Deutschlandsberg am Dienstag © Bild: APA/BFVDL STEIERMARK / UNBEKANNT

Hagelversicherung: Bezirke Deutschlandsberg, Leibnitz, Graz-Umgebung und Südoststeiermark betroffen.

Nach den ergiebigen Regenfällen der vergangenen Tage hat die Hagelversicherung eine erste Bilanz gezogen: Rund eine halbe Million Euro Schaden dürfte in der steirischen Landwirtschaft entstanden sein. Betroffen waren vor allem die Bezirke Deutschlandsberg, Leibnitz, Graz-Umgebung und Südoststeiermark und da die angebauten Kulturen Mais, Kartoffel, Kürbis, Hirse und Soja.

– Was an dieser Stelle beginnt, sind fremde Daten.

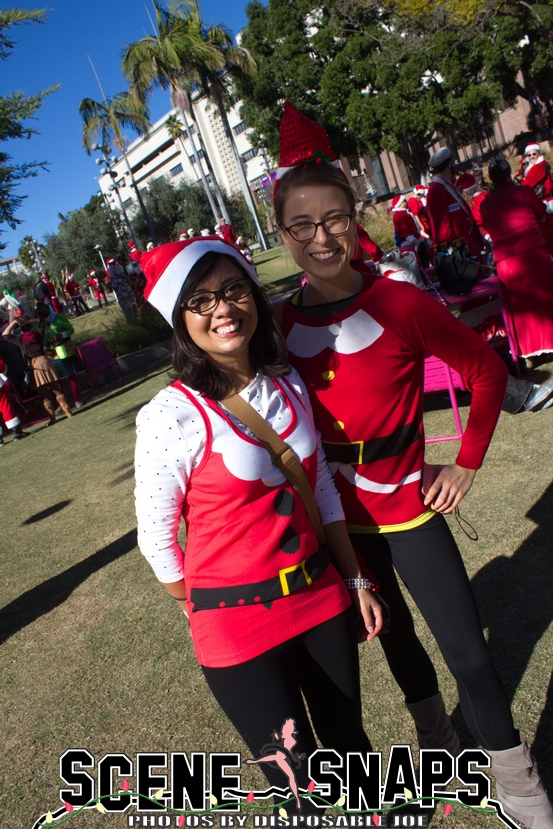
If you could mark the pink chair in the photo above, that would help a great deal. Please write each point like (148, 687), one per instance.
(96, 358)
(440, 377)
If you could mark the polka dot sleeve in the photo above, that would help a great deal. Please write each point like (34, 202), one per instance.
(164, 460)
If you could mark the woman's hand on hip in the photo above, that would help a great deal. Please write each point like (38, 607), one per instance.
(450, 486)
(370, 609)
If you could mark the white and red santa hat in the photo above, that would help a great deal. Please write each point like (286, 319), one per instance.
(398, 202)
(167, 268)
(302, 140)
(466, 182)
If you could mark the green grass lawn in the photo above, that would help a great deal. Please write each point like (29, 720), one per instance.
(98, 656)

Mehr als 1.000 Hektar Agrarflächen wurden durch die starken Niederschläge und überlaufende Bäche unter Wasser gesetzt. "Eine Entspannung der Situation ist nur teilweise in Sicht", meinte der zuständige Landesleiter der Hagelversicherung, Josef Kurz, am Mittwoch. Bei den Zuläufen gab es bis Mittwochvormittag leichte Entwarnung. Aus ihnen konnten die Wassermassen in die größeren Gewässer großteils schon abfließen. Die Flüsse Kainach, Raab und Feistritz hatten aber am Mittwoch immer noch einen hohen Wasserstand. Die Sulm und die Mur hatten in der Südsteiermark noch Durchfluss-Werte bei HQ1 - das entspricht einer Menge, wie sie durchschnittlich nur einmal pro Jahr vorkommt.

Die Feuerwehren hatten bereits am Dienstag mit den Aufräumarbeiten begonnen. Mehr als 200 Einsätze wurden in der Steiermark gezählt. Über 160 Wehren waren gefordert. Sie mussten etwa eine Familie aus einem Auto retten, auf das ein Baum gestürzt war. Die Insassen blieben unverletzt.